Refugiados (II)
El abrigo negro
se encendió un cigarrillo, tabaco rubio de las vastas praderas terraformadas de
Jupiter, el mayor sabor del Sistema Solar en una sola bocanada tal que al
aspirar podrás sentir la humedad de los cultivos de invernadero bajo la presión
de las tormentas eternas y circulares del gigante gaseoso. Con cada inspiración
una diminuta estrella fugaz rojiza brillaba durante unos leves instantes para
terminar sus días en un apagón de cenizas grisáceas, solo para ser sustituida
al cabo por una descendiente en un ciclo que terminaría cuando el universo del
tabaco envuelto y apretado contra un filtro de algodón transgénico se olvidara
con un pisotón en el suelo helado de metal.
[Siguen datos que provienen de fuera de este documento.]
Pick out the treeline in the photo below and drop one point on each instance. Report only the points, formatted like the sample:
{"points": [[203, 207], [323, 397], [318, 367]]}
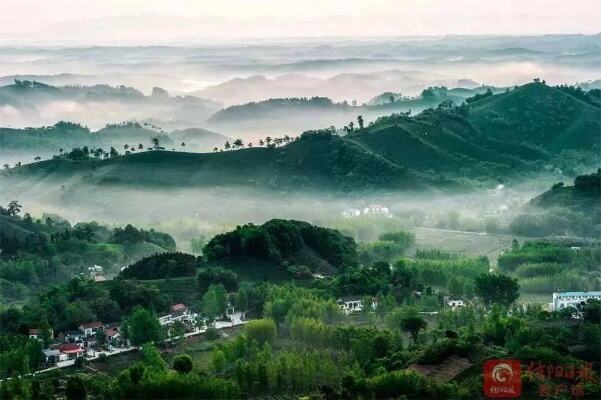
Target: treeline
{"points": [[546, 267], [277, 240], [37, 252]]}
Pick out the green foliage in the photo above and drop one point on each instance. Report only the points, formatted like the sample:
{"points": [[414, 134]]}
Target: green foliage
{"points": [[38, 253], [212, 333], [214, 302], [213, 276], [389, 246], [183, 364], [407, 320], [130, 234], [497, 289], [277, 240], [76, 389]]}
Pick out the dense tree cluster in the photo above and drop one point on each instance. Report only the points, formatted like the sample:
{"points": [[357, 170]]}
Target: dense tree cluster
{"points": [[164, 265]]}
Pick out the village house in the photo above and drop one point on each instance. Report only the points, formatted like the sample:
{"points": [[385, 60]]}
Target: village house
{"points": [[90, 328], [38, 334], [376, 209], [350, 304], [563, 300], [72, 336], [455, 303], [113, 337], [52, 356], [177, 312]]}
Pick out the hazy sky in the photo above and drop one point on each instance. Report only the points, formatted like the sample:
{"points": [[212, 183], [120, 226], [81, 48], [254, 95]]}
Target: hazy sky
{"points": [[160, 21]]}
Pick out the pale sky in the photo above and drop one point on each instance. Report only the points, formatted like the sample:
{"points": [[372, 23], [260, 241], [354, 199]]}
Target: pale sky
{"points": [[162, 21]]}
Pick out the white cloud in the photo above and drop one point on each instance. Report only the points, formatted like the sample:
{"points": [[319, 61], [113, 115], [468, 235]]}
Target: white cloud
{"points": [[100, 21]]}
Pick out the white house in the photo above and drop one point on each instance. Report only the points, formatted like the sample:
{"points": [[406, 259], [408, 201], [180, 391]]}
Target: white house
{"points": [[178, 312], [54, 355], [91, 328], [563, 300], [350, 304], [351, 213], [376, 209], [70, 351], [38, 334], [455, 303]]}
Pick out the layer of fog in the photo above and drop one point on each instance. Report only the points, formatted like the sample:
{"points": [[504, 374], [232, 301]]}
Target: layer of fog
{"points": [[188, 213], [237, 73]]}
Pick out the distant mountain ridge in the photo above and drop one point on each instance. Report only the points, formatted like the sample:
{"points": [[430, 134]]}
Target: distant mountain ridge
{"points": [[439, 148]]}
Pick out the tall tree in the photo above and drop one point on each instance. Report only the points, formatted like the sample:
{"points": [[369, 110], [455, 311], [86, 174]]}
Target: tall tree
{"points": [[143, 327], [497, 288]]}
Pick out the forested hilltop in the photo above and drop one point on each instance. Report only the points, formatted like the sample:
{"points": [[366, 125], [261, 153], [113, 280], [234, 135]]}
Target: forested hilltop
{"points": [[37, 252], [564, 210], [178, 326], [492, 138]]}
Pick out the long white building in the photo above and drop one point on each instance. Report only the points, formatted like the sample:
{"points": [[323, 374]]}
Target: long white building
{"points": [[563, 300]]}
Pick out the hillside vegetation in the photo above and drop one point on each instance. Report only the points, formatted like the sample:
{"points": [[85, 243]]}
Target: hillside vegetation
{"points": [[283, 242], [42, 251], [477, 142], [564, 210]]}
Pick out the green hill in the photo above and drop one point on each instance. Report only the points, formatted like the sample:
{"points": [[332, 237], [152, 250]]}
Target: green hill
{"points": [[539, 115], [286, 243], [489, 138], [564, 210], [583, 196]]}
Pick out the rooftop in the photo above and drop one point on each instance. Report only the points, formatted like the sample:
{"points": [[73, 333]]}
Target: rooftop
{"points": [[178, 307], [69, 348], [565, 294], [95, 324]]}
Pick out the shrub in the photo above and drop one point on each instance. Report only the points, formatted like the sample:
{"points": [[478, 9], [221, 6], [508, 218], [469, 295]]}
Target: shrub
{"points": [[183, 364], [261, 330], [212, 333]]}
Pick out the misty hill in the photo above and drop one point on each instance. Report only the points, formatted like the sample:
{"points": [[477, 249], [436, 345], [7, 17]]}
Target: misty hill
{"points": [[315, 160], [25, 144], [564, 210], [40, 251], [359, 85], [37, 103], [315, 112]]}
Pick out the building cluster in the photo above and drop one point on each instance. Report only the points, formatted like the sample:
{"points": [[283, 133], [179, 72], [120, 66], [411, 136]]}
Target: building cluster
{"points": [[85, 341], [351, 304], [372, 209]]}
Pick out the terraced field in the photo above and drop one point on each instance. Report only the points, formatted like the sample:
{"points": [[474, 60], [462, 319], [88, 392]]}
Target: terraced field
{"points": [[465, 243]]}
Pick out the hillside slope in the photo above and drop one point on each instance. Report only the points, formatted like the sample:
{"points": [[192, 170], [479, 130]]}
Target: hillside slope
{"points": [[540, 115]]}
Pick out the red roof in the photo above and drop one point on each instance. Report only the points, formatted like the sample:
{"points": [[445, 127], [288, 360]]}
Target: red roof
{"points": [[111, 332], [178, 307], [69, 348], [91, 325]]}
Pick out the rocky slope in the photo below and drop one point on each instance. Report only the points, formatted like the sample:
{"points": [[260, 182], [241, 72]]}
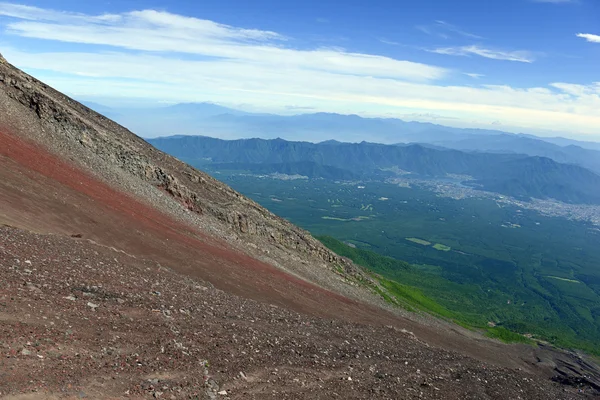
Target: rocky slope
{"points": [[128, 273]]}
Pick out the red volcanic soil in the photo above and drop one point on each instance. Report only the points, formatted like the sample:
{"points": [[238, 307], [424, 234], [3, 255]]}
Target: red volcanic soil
{"points": [[124, 243], [42, 193]]}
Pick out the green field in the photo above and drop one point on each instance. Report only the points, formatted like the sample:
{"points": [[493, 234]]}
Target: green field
{"points": [[541, 276], [419, 241]]}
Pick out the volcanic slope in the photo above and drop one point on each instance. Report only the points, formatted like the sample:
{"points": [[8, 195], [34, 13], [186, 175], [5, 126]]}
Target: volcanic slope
{"points": [[128, 273]]}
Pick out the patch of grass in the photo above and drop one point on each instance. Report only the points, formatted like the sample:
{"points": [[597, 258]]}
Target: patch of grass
{"points": [[563, 279], [419, 241]]}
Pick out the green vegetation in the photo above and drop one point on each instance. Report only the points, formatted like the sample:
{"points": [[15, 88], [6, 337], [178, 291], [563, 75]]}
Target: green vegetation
{"points": [[441, 247], [483, 273], [419, 241], [511, 174], [503, 334]]}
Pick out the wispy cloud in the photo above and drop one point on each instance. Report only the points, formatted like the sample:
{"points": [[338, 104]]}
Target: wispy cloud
{"points": [[589, 37], [473, 75], [519, 55], [173, 58], [156, 31], [445, 30], [387, 41]]}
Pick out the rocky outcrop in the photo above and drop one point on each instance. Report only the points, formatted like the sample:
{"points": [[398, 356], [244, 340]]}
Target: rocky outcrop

Mientras tanto el humo ascendía a
los cielos en cuerpo y alma, sereno y grácil como los santos y los cientos de
vírgenes diferentes pintadas en los retablos y polípticos de las antiguas
iglesias, cuando en la fe convivían el misticismo y el genocidio sin el menor
reparo.
Uno de los
guardias se vio arrastrado por su araña y al plantarse delante de él sus ojos
polifacetados devolvieron el brillo del ascua del cigarro en cientos de
reflejos diminutos y brillantes, pequeños puntos de fuego que se movían al
compás de la bestia que trataba de avanzar y librarse de la cadena.
-
¿Fuma el bicho? – Preguntó sonriendo mientras ofrecía
el paquete de “rayo divino” a media altura, como si la oferta pudiera valer
tanto para la araña como para su dueño.
El guardia de
seguridad no contestó, se golpeó suavemente la pierna con la porra eléctrica,
al compás de las chispas que generaba,
dejó a la araña mover su cabeza como un pianista llevando el ritmo y
dejó finalmente adivinar una mirada ceñuda debajo de sus gafas de sol blindadas
mientras se daba la vuelta con un aire de indiferencia conseguido con la
práctica de muchos años de matón.
-
Menos mal que no llevan perros, si no hubieran olido lo
que llevamos para comerciar. – Suspiró aliviada la mujer del abrigo blanco
-
No te creas, las arañas tienen un sentido del olfato
muy desarrollado, lo necesitan para usar sus feromonas sexuales. En cambio
tienen muy mal sentido del oído, perciben vibraciones, sí, pero… - Se paró de
repente el discurso del abrigo azul - ¿Cómo no lo ha olido?
-
Supongo que la alquimia del sudor, el miedo, el
combustible de las naves y estas salchichas asadas en grasa – dijo el abrigo
negro abriendo un paquete de papel albal – envueltas junto con la droga han
obrado el milagro.
-
¿Vamos a poder venderla?
-
Seguramente, el síndrome de abstinencia del opio
venusiano es bastante malo. Un poco de sabor a salchicha no dejará de abatir
momentáneamente al mono.
-
¿No notas a los guardias algo más juntos?- Preguntó
cambiando de tema con la facilidad con la que los salmones saltan por el río -
No creo que sea por el calor humano ni porque estén compartiendo nada. ¿No te
parece como una discusión de las jugadas que se llevarán a cabo en el rugby?
-
Un momento. Recibo algo – Contestó el abrigo blanco
mirando su ordenador de mano. – Multitud de naves llegan al sector, aun sin
identificar.
-
Pues seguramente quieran limpiar el satélite antes de
que llegue quien quiera que sea…
Los guardias, se
abrieron, como un coro griego dispuesto a revelar el destino funesto de Edipo,
con un gesto casi imperceptible, como de gato doméstico, subieron el volumen de
sus porras que llenaron el ambiente de un punzante olor a ozono, dejaron que
las cadenas de las arañas se alargaran considerablemente y caminaron hacia la
cola de refugiados sin que la mueca de desprecio que llevaban permanentemente
cambiara y sin que se adivinara otro gesto debajo de sus gafas de sol
blindadazas.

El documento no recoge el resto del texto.